Liquidation is like taking some of your older video games to GameStop or selling them on eBay because you need some extra cash to make rent this month. You’re taking things you own that have value, but aren’t cash, and turning them into cash because you need cash right now. On a company scale, that’s a company selling off things it owns like property or investments because it needs cash for something. Often to pay off debts it owes. It usually isn’t a good thing.

To explain “going private”, you have to understand what the difference between “public” and “private” is.

Companies start out private by default. All it means to be “private” is that the company has an owner. Within the limits of the law, an owner of a company can essentially do whatever the flip they want with it. It’s theirs. If they want to make ultra-risky plays, drive the company into the ground, siphon off all the money it makes into their own pockets, whatever, they’re free to do so. They are the captains of their own ship and they can spin the helm wherever they want.

When you “go public”, though, that’s essentially you making a kind of deal with the devil. The deal is, you give up your uncontested position at the helm as owner, and allow random people to buy that position. Except, you don’t outright sell control of the helm to a single person (that would be selling the company to another private owner). Instead, it’s more like you retrofit your ship so it is steered by committee, and you’re selling seats on that committee. To prevent too many hands on the steering wheel at once, the committte (“the board of directors”) hire a dedicated helmsman to steer the ship the way the board commands (that’s what a CEO is, by the way).

As for what you get in exchange for this deal, it’s that (hopefully) vast sum of money that all those people will pay to be on the board. If your company looks like it has potential to grow and expand, people will want to pay to be on that board, because being part of the owner club means they get a slice of the profits the company makes. And if they hire a good enough CEO who can steer the ship they way the board wants with little intervention, they barely have to do anything. It’s passive revenue. Company steers itself, they sit back and collect checks. And they may or may not pay through the nose for the opportunity. All those checks go right into your pocket. You can either ride off into the sunset with it, or (more likely) you pump it back into the company to supercharge it, so the company grows quickly and makes even more money faster.

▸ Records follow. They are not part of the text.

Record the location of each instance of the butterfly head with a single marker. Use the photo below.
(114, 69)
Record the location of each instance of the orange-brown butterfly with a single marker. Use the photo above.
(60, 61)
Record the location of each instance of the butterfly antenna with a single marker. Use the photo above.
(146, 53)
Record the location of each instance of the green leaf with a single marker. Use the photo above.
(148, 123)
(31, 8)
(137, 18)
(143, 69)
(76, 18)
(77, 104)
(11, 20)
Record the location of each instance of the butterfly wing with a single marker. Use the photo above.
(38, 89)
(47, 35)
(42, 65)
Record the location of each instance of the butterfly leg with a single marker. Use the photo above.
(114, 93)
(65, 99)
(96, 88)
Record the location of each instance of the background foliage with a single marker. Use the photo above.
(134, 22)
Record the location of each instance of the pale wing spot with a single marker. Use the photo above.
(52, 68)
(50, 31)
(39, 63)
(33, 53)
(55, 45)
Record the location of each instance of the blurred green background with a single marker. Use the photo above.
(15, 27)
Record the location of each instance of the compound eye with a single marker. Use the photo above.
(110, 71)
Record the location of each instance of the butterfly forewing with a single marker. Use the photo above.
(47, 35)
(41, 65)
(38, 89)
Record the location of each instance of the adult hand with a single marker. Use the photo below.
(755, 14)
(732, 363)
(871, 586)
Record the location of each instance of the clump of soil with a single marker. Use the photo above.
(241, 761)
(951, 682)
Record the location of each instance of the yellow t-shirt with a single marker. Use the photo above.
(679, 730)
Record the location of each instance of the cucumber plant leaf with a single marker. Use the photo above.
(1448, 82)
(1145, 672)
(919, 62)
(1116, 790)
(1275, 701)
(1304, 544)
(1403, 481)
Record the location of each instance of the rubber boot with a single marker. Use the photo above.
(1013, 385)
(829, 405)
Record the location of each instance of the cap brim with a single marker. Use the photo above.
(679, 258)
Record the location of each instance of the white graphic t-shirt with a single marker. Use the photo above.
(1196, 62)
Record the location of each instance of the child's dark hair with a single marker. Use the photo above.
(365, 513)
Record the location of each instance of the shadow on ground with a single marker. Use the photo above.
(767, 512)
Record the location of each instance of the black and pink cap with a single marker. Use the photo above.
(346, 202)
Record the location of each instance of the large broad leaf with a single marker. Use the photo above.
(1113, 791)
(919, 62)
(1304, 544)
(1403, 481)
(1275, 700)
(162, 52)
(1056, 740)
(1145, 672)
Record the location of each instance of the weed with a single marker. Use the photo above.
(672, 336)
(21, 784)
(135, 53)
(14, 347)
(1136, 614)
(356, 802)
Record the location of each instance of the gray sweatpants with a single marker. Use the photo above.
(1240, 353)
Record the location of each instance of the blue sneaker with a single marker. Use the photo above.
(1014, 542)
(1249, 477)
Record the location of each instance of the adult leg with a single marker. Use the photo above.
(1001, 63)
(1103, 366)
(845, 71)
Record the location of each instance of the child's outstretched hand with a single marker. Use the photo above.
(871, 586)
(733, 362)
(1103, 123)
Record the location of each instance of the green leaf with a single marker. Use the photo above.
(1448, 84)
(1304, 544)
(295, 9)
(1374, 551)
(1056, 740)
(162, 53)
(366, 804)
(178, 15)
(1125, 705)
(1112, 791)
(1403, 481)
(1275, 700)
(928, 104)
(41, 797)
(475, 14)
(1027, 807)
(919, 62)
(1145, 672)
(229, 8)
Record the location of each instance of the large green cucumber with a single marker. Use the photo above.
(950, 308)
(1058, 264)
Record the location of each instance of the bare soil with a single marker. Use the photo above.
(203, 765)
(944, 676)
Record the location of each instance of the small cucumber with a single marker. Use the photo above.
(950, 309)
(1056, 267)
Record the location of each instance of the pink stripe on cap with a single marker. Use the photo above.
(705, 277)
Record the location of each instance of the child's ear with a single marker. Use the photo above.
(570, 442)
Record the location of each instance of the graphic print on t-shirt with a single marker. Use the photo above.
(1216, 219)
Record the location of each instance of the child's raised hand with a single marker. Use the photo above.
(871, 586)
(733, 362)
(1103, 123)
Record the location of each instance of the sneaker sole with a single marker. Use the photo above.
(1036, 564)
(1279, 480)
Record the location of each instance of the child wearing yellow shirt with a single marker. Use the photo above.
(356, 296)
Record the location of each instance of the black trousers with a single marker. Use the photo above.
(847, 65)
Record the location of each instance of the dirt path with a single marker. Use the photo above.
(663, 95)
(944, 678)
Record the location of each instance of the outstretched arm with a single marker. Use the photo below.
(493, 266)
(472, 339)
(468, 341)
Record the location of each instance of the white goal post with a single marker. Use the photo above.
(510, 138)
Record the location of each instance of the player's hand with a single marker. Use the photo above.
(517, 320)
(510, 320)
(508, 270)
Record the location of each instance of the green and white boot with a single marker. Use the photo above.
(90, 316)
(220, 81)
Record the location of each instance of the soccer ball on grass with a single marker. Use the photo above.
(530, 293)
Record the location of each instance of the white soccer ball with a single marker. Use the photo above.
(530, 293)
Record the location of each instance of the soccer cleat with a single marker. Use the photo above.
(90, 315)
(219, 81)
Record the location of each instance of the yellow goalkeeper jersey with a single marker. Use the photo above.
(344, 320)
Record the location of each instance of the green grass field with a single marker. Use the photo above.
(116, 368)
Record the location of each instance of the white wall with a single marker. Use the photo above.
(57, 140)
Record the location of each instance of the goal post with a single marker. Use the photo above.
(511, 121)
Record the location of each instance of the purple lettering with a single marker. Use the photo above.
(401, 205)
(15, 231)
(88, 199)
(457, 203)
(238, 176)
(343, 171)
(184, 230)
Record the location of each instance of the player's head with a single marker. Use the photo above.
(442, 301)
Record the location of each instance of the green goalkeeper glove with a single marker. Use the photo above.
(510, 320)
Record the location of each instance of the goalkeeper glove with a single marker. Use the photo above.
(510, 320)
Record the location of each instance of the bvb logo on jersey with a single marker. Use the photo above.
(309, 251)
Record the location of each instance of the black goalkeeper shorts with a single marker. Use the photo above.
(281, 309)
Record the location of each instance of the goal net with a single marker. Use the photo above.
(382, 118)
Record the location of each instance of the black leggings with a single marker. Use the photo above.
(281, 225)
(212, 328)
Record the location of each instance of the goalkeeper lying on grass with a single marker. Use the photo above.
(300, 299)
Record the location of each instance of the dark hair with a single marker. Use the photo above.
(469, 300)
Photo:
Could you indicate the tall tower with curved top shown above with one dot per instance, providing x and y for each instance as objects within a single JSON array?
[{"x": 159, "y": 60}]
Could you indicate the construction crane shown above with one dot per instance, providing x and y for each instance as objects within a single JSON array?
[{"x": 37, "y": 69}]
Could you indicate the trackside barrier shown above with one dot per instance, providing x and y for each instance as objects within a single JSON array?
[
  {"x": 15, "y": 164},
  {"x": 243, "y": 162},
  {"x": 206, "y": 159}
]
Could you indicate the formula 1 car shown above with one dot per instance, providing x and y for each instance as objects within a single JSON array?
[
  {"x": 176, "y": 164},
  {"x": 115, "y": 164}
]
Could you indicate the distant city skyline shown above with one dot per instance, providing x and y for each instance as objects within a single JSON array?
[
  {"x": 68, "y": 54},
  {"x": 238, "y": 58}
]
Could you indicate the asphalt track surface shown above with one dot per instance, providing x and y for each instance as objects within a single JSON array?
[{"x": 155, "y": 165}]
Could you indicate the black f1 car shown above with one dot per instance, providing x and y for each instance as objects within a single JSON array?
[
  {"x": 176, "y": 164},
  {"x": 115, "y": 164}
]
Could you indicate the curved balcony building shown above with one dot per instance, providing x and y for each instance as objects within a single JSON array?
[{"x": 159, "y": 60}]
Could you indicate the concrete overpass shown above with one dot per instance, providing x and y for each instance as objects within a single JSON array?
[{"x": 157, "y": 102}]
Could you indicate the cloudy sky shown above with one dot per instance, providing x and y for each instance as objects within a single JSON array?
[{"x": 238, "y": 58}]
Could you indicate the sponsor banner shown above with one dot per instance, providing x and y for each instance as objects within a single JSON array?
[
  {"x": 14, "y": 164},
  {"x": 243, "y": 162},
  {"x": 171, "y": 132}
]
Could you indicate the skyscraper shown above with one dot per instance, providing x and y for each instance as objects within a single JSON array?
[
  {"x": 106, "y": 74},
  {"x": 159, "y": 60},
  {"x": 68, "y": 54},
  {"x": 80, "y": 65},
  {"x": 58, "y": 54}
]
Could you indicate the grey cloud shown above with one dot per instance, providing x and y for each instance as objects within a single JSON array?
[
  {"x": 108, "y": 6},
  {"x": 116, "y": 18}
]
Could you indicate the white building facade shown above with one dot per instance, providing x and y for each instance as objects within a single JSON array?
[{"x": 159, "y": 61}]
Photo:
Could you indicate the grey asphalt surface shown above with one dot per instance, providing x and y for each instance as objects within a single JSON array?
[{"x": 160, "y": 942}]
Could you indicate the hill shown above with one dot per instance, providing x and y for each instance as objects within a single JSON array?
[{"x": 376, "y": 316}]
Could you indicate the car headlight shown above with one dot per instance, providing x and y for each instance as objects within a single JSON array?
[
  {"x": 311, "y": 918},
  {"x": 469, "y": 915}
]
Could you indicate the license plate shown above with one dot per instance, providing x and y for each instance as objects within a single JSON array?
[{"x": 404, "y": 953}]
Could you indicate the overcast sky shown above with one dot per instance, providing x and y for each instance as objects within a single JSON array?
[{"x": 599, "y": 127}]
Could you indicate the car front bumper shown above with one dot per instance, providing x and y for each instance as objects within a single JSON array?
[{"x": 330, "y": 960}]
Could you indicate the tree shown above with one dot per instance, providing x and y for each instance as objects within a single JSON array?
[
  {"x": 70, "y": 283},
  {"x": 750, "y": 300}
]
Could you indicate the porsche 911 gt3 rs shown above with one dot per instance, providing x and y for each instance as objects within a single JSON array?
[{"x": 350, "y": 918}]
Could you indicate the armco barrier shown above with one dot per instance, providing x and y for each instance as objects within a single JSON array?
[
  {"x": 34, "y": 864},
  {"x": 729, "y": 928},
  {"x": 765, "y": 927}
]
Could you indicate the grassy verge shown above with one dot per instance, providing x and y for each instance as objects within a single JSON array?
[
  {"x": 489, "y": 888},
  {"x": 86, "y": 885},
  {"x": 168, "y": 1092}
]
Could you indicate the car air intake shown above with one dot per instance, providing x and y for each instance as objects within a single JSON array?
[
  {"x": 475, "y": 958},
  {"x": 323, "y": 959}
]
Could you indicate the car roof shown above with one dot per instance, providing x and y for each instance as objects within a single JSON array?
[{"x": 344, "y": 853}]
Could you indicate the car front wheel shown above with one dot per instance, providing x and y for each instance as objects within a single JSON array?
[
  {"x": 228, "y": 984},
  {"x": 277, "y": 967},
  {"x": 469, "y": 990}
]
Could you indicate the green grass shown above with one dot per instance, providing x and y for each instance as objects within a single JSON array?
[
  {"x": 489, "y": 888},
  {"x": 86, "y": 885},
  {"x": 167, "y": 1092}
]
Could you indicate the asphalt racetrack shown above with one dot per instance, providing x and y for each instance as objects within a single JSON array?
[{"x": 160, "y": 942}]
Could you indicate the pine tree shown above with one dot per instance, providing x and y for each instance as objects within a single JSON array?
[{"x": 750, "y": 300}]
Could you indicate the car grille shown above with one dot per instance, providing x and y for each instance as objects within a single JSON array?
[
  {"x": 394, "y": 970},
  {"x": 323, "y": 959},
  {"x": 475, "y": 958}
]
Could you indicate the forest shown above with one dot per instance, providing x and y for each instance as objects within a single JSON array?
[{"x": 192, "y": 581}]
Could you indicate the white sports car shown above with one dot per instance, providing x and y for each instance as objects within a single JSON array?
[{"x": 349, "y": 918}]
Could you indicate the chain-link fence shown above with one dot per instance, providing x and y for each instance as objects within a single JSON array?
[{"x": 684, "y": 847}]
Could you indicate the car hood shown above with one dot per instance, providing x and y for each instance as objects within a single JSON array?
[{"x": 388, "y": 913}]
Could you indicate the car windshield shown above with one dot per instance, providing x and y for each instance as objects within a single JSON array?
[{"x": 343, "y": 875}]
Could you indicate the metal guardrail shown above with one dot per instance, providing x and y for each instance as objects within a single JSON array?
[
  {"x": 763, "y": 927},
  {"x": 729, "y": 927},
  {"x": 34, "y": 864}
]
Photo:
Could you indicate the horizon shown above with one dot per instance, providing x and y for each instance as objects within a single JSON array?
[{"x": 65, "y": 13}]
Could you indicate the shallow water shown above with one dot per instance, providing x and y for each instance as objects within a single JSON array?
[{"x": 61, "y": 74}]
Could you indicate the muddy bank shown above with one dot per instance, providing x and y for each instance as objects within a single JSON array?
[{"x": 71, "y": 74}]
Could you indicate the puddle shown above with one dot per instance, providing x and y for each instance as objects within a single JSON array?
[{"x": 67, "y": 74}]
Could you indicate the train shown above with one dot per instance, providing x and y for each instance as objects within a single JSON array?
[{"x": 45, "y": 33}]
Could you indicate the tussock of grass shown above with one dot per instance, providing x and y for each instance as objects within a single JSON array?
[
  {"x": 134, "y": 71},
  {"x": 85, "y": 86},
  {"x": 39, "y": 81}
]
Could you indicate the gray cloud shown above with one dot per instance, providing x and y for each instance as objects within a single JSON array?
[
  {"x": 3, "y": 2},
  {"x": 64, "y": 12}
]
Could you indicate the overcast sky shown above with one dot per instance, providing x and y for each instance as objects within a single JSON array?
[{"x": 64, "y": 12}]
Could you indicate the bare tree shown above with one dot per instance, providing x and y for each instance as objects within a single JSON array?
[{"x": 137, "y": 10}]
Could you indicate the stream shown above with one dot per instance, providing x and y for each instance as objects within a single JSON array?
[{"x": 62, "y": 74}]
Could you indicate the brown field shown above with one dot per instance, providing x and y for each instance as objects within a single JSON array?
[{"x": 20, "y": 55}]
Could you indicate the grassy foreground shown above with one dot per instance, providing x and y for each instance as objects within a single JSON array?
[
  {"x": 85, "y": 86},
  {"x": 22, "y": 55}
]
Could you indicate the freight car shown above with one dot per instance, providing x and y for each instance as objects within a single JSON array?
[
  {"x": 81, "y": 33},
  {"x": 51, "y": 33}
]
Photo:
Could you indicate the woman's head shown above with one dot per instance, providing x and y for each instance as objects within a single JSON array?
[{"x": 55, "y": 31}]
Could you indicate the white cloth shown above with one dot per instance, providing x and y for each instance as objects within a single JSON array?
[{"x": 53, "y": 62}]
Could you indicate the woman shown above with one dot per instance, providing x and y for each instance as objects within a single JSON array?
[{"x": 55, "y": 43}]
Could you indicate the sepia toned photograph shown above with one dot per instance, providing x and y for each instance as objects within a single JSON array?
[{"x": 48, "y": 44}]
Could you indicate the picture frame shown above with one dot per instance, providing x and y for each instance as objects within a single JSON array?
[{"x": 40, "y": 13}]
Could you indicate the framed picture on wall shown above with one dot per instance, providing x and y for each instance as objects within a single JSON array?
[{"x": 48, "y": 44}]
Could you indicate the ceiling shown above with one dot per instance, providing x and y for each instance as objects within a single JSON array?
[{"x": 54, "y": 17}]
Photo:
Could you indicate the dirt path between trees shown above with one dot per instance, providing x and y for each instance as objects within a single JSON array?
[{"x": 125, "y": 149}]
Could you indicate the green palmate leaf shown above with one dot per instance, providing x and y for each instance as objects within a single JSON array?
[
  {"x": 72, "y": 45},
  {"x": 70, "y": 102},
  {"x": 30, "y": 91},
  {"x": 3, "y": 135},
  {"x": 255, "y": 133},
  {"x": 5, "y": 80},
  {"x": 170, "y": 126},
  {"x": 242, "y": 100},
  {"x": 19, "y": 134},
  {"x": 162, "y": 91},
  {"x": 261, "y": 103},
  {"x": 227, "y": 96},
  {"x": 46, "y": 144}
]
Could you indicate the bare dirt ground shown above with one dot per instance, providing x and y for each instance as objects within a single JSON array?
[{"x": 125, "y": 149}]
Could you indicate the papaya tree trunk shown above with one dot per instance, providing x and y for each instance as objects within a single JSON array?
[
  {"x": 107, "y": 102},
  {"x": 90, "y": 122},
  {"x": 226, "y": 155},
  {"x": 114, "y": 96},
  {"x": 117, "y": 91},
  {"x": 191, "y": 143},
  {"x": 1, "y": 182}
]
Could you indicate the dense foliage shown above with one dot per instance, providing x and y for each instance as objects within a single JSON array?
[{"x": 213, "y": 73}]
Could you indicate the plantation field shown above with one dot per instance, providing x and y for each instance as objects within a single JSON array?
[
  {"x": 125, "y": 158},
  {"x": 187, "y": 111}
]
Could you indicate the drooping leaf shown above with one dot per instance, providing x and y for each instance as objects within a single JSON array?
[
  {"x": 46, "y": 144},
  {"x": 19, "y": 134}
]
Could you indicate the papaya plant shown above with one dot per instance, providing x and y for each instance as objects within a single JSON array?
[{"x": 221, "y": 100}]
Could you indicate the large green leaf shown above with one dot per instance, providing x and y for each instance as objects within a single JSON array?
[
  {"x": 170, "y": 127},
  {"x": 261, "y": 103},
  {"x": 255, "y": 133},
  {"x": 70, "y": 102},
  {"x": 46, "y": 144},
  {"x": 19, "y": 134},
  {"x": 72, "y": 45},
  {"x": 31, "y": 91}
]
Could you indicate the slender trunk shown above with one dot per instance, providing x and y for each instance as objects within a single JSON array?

The potential problem with this arrangement is that when a company is public, it’s being steered exclusively by owners who are only in it to get those sweet kickback checks. Thus, the company will be steered in a way that aggressively seeks profits above all other functions. If there’s anything that you, possibly still a partial driver at this point, would like to steer your company into that *isn’t* a move that maximizes profits, no one else on the board will let you do it. They might even swing their weight around and try to force you out of the board entirely if you try.

If you are so convinced that you need to do this, though, you have an option, if you can afford it: buy all the committee seats back from them. Chase all the other cooks out of the kitchen. Once you control all of the seats, the board essentially self-destructs and you’re back to being the sole owner. Now you can, once again, do whatever the flip you want with the company, and answer to no one. That’s going private.

The reasons this happen can vary a lot. Maybe an idealistic owner wants to apply their vision uncontested. But most often it’s because the company is tanking, and all these corporate investors siphoning money off the top of the company aren’t doing it any favors. It’s shaking off the parasites so the company can knuckle-down and get its act together without a committee getting in the way. In that sense it can kind of feel the same way a liquidation feels–the company is doing this because they’re not doing so hot right now–but they’re not directly related concepts.